Here’s my question for you experienced “Moms of potty training”: am I supposed to save the underwear that have *bad* accidents? I thought about scraping the poo off cloth diaper style then washing it, for about a second until I realized this wasn’t just some toddler skid mark. Then I said  HELL NO and threw them away in the diaper genie. I’d love to know if I’m the only one throwing those things away… maybe I should be washing them? Ew- the things a Mom does.


  1. says

    Honestly when we were potty training, we throw out a ton of underwear. If it was visibly soiled, I was usually inclined to just throw it away. That being said, it adds up in expense for buying underwear.

  2. says

    Our first attempt, she ruined 4 out of 7 pairs in the pack. Like, I didn’t even consider cleaning them, just threw them away. When it came time for our 2nd attempt (the SERIOUS time), I bought her a new pack of 7 pairs and we only lost one. 2 or 3 were marked, but I was able to wash them out with no effort (I don’t do effort). I think it depends on your budget and gross-out factor. My daughter has only been a master for a couple months, if I’m remembering correctly, she was 3 years 9 months thanks to laissez faire, a new baby, etc. ;)

  3. says

    I threw away a pretty pair of Dora undies today. The opposite sex can certainly do some damage to cute panties just as easily as Jackson did ;)
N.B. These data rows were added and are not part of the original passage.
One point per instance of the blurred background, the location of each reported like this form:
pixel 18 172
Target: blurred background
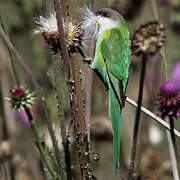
pixel 153 160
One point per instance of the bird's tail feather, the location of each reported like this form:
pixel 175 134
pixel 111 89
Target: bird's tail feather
pixel 115 115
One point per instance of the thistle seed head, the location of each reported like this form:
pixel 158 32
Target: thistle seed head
pixel 168 101
pixel 49 29
pixel 148 39
pixel 21 98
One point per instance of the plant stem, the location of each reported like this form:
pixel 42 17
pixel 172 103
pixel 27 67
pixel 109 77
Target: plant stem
pixel 39 145
pixel 19 58
pixel 89 86
pixel 162 50
pixel 48 7
pixel 173 157
pixel 62 122
pixel 88 102
pixel 137 119
pixel 171 141
pixel 78 91
pixel 153 116
pixel 59 154
pixel 83 157
pixel 15 71
pixel 173 138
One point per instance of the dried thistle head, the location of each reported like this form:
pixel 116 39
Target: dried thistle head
pixel 49 29
pixel 148 39
pixel 21 98
pixel 168 101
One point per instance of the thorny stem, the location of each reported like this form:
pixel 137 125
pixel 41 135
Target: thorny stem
pixel 173 158
pixel 163 57
pixel 38 143
pixel 78 91
pixel 137 119
pixel 89 86
pixel 62 122
pixel 59 154
pixel 48 7
pixel 18 57
pixel 3 116
pixel 83 158
pixel 153 116
pixel 162 50
pixel 173 138
pixel 13 63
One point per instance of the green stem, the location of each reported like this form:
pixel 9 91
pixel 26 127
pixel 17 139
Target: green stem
pixel 39 145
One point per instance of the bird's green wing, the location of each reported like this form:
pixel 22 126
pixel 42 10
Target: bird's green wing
pixel 115 49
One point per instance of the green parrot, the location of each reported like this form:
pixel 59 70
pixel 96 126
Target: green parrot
pixel 108 31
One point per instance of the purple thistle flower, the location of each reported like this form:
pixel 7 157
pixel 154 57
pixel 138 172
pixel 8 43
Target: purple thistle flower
pixel 176 75
pixel 168 101
pixel 164 2
pixel 23 117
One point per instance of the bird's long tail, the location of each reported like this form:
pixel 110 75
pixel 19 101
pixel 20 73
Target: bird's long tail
pixel 115 115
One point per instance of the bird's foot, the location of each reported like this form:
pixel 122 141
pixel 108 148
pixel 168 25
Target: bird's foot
pixel 88 60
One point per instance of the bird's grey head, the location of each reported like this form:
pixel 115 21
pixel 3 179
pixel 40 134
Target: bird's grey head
pixel 95 24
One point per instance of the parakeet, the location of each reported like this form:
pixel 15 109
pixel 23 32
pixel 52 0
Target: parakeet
pixel 109 32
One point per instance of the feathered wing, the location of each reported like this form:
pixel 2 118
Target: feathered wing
pixel 115 49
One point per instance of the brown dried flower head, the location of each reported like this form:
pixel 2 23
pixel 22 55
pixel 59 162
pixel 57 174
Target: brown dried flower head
pixel 148 39
pixel 49 29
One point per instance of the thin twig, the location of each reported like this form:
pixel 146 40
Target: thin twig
pixel 173 158
pixel 59 154
pixel 48 7
pixel 137 119
pixel 173 138
pixel 19 58
pixel 89 86
pixel 153 116
pixel 163 57
pixel 78 91
pixel 39 145
pixel 162 50
pixel 62 122
pixel 83 158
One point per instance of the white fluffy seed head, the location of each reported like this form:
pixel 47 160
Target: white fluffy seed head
pixel 94 25
pixel 46 25
pixel 89 26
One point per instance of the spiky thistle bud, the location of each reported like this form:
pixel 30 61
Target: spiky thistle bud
pixel 49 29
pixel 168 101
pixel 21 99
pixel 148 39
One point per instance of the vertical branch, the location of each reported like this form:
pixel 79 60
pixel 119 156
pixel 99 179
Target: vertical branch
pixel 173 158
pixel 62 122
pixel 83 158
pixel 3 116
pixel 78 91
pixel 48 7
pixel 162 50
pixel 137 119
pixel 15 71
pixel 89 85
pixel 173 139
pixel 19 58
pixel 59 154
pixel 39 145
pixel 172 148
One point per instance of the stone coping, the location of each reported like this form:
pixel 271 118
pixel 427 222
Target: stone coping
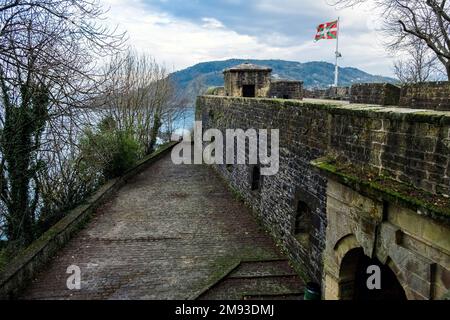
pixel 21 270
pixel 378 191
pixel 363 110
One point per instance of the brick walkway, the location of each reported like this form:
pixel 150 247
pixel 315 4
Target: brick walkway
pixel 165 235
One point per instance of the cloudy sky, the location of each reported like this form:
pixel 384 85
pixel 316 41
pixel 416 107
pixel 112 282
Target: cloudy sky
pixel 181 33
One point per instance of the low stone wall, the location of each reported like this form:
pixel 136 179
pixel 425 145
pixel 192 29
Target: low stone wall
pixel 375 93
pixel 22 269
pixel 339 93
pixel 286 89
pixel 429 95
pixel 409 146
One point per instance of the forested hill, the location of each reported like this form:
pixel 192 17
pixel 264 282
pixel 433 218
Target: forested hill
pixel 314 74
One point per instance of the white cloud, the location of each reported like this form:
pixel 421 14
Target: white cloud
pixel 180 43
pixel 212 23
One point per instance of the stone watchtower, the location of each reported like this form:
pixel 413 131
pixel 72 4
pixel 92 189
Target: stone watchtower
pixel 247 80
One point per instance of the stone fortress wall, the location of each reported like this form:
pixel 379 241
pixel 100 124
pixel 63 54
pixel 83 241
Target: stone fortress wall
pixel 355 182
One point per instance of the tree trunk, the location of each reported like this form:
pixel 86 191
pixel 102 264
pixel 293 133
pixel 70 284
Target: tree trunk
pixel 447 67
pixel 154 134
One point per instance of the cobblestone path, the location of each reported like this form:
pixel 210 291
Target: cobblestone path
pixel 167 234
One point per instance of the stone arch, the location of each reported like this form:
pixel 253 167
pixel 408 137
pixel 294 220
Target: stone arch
pixel 344 245
pixel 352 275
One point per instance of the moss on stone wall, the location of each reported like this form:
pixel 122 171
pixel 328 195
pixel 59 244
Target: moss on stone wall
pixel 366 180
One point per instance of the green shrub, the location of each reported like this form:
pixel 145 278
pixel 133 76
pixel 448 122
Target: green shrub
pixel 109 151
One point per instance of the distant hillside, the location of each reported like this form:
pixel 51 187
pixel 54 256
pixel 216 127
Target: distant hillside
pixel 314 74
    I went on a case by case basis with Mason (but there were only two so if there had been a billion I might have changed my mind) if it was *TMI WARNING* a solid enough poop that I could dump it into the toilet and leave the underwear mostly stain/poop free, I did it and washed… if it was all out smooshed toddler poop in the underwear that needed a fire hose to get it off the underwear? I figured I’d go ahead and save myself the agony and suck up the $1 I paid for those undies and tossed them. The good news is, now that Mason IS totally potty trained, we have an abundance of underwear even after tossing a couple.

  4. says

    Girl, I feel for you. I stressed out way too much about potty training my first born. All I can say is: 1) Buy the cheapest underwear possible so you don’t feel bad throwing out the poopy ones. 2) KNOW that they WILL be trained by the time they reach junior high, so it will happen. 3) Some kids don’t respond to stickers or lollipops or M&Ms. They do it in their own way. Maybe it’s OFF the potty and OUTof the house rewards for them. Like a fro yo or donut with mom. Remember, this too shall pass.

  5. says

    Thinking about potty training stresses me out. My daughter is 28 months and my way of potty training her right now is to just have her tell me when she needs a diaper change. She still has no clue that she needs to pee or poop on the potty. She’ll just keep sitting on it, (which she likes to do), flush her little Elmo toilet, wash her hands and leave the room. It’s cute, but I’m like ‘Ummm, didn’t you forget to do something?!’ You’re doing great, I swear I think just one day kids get it right? Yours is coming soon, I feel it!

  6. says

    The first piece of potty training advice my mom gave me when I started potty training my son was to just throw away the underwear when he poops in it. I have saved a couple that I could just easily dump and throw right in the washing machine, however. Getting him to poop on the potty was honestly the hardest part and it took a lot of catching him in the action and getting him on the toilet to make it happen. Good luck!

  7. says

    Potty training can be an exhausting experience for parents and believe me even though my four are now in their forties – I still remember those days. The first one was hardest – but the younger boys just copied their elder brother. My daughter took the longest to convert and kept questioning why she didn’t have the same equipment as her brothers after repeatedly trailing after them to their disgust. But the good news is – We got there in the end.